Engling did not loan his campaign money but he did get a financial boost from a bevy of leadership PACs of Republican members such as Reps. Don Bacon of Nebraska and Jake Ellzey of Texas, as well as donations from former Speaker Kevin McCarthy and National Republican Congressional Committee Chairman Richard Hudson of North Carolina. Engling also has the backing of the Republican Main Street Partnership PAC. Engling, who was director of member services under McCarthy, had about $29,000 on hand on April 17.

Will millions work this time for Shreve? 

Rep. Greg Pence’s retirement announcement sparked a flurry of interest in the 6th District seat, with seven Republicans qualifying for the ballot. But the bipartisan Indiana Election Commission determined trucking company executive Sid Mahant — who had loaned his campaign $2 million — did not meet the legal requirements to run.

The remaining GOP field consists of Jefferson Shreve, who founded a self-storage company; state Rep. Mike Speedy; state Sen. Jeff Raatz; former state Rep. John Jacob; church leader and RV industry consultant Jamison Carrier; Bill Frazier; and Darin Childress. 

Shreve has invested $5.6 million into his campaign so far, less than a year after he spent more than $13 million of his own money on an unsuccessful bid to become mayor of Indianapolis. Almost all of the funding for his congressional campaign has come from his own pocket.

His  opponents have also opened their wallets. Speedy has loaned his campaign $1.5 million and Carrier has kicked in $750,000.

Of the $280,000 spent so far by outside groups, $217,000 of it, from Americans for Prosperity Action — a super PAC that backs conservative candidates — has gone to support Speedy. 

Can pro-Israel spending tilt 8th District?

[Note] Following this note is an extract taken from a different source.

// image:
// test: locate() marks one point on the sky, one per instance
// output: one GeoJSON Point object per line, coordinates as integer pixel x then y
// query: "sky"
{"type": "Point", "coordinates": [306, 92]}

Eight Republicans are vying to succeed retiring Rep. Larry Bucshon in the 8th District. The field includes former Rep. John Hostettler, who lost reelection in 2006; state Sen. Mark Messmer; cancer surgeon Richard Moss; and Dominick Kavanaugh, who worked as a White House intern when Donald Trump was president.

Messmer’s FEC report through April 17 showed he’d raised $763,000 for the cycle, all from contributors. But Kavanaugh, who filed a financial disclosure report showing a trust fund of “undetermined” value, has loaned his campaign $500,000. And Moss, who has the backing of House Freedom Caucus Chairman Rep. Bob Good of Virginia, self-funded $545,000, then added another $150,000 since the April 17 filing.

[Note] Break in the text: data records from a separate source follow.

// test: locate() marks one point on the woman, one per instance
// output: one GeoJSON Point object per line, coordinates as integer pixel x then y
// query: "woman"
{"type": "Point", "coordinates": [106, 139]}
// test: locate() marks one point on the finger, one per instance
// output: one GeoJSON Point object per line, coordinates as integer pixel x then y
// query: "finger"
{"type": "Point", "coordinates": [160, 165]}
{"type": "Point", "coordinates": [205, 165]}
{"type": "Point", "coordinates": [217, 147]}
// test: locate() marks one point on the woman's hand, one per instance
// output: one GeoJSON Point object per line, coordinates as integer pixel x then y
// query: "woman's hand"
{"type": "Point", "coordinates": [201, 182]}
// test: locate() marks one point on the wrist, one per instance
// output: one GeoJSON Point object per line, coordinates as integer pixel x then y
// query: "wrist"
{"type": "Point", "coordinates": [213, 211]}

Outside groups have spent $5.6 million so far in the race, including $2.8 million against Hostettler. United Democracy Project, a super PAC affiliated with the American Israel Public Affairs Committee, is paying for an anti-Hostettler ad, calling him “one of the most anti-Israel politicians in America.” RJC Victory Fund, which is aligned with the Republican Jewish Coalition, has spent $955,000 supporting Messner, who also benefited from another $1.1 million spent by other groups.

Who will take on Mrvan?

In the 1st District race, which Inside Elections rates as Likely Democratic, three Republicans are vying for the chance to unseat Democratic Rep. Frank J. Mrvan, who is unopposed in the primary. Among the GOP field, Lake County Councilman Randy Niemeyer was the only candidate who had money in his campaign fund — $296,000 — as of April 17. Mrvan had $1.2 million.